Ad un certo punto, stanca della quotidianità e volendo evadere dalle quattro pareti ho avvertito la necessità di libertà e di rinnovamento ed ho preso a frequentare per puro piacere un Corso di Inglese e diversi Corsi di perfezionamento post-universitari, coinvolgendo e portando spesso con me gruppetti di alunni in orari extrascolastici. In uno di questi corsi, DIDATTICA DELLA SCRITTURA, durante un laboratorio di poesia, ho conosciuto il gruppo dei “poeti della Vallisa” .È stata questa la mia prima prova di poesia che mi ha schiuso nuovi orizzonti, aprendo le cateratte del cielo.
Ricordo, era il 6 marzo del 2001, che, tornando a casa, a Palese con il trenino metropolitano, nacque la mia prima poesia (“Libertà”) che apre la mia prima silloge, “LA TECA DI CRISTALLO.

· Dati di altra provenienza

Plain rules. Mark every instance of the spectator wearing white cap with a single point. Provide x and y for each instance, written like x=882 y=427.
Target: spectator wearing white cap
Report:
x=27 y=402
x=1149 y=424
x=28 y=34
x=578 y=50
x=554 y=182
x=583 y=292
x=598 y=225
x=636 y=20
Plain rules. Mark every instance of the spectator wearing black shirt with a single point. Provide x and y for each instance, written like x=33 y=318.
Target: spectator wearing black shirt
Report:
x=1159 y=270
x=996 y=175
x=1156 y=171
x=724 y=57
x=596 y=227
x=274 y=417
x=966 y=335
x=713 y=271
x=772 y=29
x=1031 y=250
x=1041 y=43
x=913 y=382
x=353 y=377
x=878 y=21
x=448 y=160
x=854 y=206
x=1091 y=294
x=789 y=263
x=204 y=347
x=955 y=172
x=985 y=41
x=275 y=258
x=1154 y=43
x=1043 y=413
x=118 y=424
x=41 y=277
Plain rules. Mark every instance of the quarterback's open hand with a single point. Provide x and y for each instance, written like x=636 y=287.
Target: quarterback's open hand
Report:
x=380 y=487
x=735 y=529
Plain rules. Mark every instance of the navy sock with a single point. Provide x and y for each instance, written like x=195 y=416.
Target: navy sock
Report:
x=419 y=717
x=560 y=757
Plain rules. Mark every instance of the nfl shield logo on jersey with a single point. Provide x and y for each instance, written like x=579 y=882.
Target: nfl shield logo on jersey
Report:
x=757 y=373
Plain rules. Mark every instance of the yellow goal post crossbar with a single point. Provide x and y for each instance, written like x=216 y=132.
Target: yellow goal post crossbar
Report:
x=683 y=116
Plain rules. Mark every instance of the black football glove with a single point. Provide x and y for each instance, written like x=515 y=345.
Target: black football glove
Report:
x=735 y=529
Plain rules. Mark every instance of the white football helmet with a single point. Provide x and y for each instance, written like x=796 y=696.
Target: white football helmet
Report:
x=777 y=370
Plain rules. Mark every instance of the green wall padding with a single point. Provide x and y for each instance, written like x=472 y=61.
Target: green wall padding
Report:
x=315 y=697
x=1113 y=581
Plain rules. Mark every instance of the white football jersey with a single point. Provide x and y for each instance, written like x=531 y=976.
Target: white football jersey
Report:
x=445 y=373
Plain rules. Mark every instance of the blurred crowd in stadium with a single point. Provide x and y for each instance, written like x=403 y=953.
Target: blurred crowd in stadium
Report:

Quasi tutte le mie poesie mantengono sotto il titolo le rispettive date di nascita. È un mio vezzo ed è anche un modo per non dimenticare tempi e occasioni.
Ho iniziato subito dopo a seguire il gruppo di questi poeti che si riunivano (ed ancor oggi si riuniscono) ogni lunedì pomeriggio, già da tempo, presso la libreria “Roma”, situata nella omonima piazza della Stazione di Bari, oggi intitolata ad Aldo Moro.
Ho impiegato tanto tempo prima di decidermi a pubblicare. LA TECA DI CRISTALLO è uscita, infatti, solo nel 2015!
Scrivere è come mettersi a nudo anche se, fino a un certo punto, poiché spesso si riesce, attraverso la PAROLA, a dire non dicendo, e a non dire dicendo.
La mia è una vocazione laica, fatta di entusiasmo e di voglia di lasciare traccia di me a chi verrà.